Public Lecture - Women Mean Business: Colonial Businesswomen in New Zealand

Date Monday 11 November 2019
Time 1pm - 2pm
Location University of Waikato (S.1.01)
Presenter Dr Catherine Bishop
Contact Dr Charlotte Greenhalgh
Contact email
Cost Free

In the nineteenth century, we are told, a woman’s place was in the home. But take a look beyond the public rhetoric and women can be found engaged in commercial activities. Moneymaking was essential in colonial New Zealand, both for the progress of the colonial project as a whole and for the survival and prosperity of individuals. Women in business dealt with strangers, both male and female, spoke in public, opened up their homes and ventured out onto the streets as they engaged in the muddy, murky world of trade, all in apparent contradiction with public rhetoric about female respectability. This paper explores the ways nineteenth-century women of different classes and ethnicities negotiated the boundaries of their idealised ‘domestic helpmeet’ roles, sometimes exploiting their femininity to run businesses, make money and remain ‘respectable’. It will also reflect on how these gendered encounters in the commercial world have been recorded and remembered.
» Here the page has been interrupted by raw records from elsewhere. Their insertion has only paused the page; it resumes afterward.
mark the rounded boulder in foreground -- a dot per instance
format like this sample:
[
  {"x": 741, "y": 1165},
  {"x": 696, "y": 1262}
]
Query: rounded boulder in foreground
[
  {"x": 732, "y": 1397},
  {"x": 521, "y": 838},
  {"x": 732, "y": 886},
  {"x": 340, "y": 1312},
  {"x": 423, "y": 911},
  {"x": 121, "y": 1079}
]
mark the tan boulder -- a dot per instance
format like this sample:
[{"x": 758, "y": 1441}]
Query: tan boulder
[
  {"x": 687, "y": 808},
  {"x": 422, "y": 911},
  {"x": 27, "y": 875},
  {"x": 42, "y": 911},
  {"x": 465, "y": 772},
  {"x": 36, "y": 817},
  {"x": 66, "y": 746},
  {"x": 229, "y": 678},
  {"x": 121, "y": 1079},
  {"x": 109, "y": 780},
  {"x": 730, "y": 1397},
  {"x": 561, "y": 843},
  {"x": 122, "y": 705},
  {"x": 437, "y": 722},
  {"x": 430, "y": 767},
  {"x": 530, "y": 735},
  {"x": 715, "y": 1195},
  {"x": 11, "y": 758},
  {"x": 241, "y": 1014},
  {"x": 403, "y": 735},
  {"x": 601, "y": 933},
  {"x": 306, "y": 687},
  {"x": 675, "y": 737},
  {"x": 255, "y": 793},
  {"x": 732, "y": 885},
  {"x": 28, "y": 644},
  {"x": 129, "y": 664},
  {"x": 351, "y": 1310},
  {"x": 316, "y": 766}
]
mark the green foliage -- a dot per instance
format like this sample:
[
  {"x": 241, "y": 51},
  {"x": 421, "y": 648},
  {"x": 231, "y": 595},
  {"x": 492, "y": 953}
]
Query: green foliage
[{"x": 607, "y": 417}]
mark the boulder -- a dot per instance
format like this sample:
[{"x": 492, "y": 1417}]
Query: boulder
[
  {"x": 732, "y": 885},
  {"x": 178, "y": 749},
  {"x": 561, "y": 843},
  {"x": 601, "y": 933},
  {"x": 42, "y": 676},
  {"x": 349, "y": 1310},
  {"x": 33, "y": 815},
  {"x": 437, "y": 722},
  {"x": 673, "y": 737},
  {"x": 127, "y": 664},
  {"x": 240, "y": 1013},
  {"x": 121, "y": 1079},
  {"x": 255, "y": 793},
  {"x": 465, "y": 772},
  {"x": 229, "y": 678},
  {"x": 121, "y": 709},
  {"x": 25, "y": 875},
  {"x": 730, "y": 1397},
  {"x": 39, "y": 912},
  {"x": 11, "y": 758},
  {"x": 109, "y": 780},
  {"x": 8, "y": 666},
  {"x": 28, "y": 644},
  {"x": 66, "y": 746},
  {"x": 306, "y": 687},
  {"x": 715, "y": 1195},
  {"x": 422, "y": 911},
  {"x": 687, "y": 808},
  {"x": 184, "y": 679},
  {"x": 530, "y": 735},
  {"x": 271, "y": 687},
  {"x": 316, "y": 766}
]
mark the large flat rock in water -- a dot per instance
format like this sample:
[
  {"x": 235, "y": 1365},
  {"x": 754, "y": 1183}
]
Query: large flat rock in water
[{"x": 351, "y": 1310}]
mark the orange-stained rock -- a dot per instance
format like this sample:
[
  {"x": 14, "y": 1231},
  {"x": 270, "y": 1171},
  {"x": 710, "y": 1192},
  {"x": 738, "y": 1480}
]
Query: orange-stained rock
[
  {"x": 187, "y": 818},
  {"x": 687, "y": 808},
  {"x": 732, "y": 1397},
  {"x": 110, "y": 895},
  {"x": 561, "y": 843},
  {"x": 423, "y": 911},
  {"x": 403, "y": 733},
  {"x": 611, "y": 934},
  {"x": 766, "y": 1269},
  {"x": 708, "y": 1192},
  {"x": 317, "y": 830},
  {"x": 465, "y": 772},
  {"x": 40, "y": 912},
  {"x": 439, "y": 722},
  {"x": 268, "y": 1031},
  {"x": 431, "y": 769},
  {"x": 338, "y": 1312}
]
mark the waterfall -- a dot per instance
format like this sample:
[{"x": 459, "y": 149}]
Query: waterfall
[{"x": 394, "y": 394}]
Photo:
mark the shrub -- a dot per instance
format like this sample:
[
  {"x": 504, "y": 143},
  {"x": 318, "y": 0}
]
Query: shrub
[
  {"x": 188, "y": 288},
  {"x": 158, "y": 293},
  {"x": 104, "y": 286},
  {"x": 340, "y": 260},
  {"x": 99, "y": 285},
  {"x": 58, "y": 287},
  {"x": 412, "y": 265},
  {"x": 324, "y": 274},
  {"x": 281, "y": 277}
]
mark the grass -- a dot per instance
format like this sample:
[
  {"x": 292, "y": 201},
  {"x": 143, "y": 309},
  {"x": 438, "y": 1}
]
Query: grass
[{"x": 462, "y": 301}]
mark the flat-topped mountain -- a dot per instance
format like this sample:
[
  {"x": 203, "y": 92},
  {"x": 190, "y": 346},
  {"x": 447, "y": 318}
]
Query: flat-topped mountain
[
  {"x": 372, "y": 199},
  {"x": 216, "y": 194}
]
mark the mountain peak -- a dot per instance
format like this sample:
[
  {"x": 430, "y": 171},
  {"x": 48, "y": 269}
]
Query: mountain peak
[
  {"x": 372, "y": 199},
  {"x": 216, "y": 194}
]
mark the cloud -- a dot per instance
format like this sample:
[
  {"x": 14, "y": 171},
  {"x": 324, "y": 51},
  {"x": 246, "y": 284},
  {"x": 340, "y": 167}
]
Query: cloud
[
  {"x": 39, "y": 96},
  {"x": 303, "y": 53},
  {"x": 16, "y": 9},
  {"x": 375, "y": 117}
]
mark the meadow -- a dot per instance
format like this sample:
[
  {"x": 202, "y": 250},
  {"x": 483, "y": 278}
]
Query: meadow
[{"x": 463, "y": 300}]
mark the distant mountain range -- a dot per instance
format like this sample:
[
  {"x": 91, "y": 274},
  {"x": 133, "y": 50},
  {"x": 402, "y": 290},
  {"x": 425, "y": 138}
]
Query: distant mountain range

While there is a wealth of women’s and feminist history, in which enterprising women make their appearances, it is still possible to find recent social and economic histories that ignore the vital relationship between gender and business that I explore in this paper.

Born and raised in Whanganui, Dr Catherine Bishop is currently a postdoctoral fellow at Macquarie University in Sydney, researching a history of Australian businesswomen since 1880. Her first book Minding Her Own Business: Colonial Businesswomen in Sydney (NewSouth Publishing, 2015) won the prestigious 2016 Ashurst Business Literature Prize. Women Mean Business: Colonial businesswomen in New Zealand (Otago Uni Press) is her second book. She is also co-editing Female Entrepreneurs in the Long Nineteenth Century: A Global Perspective (Palgrave 2020) with Dr Jennifer Aston (Northumbria University, UK), writing a biography of a female missionary and researching a series of Cold War world youth forums.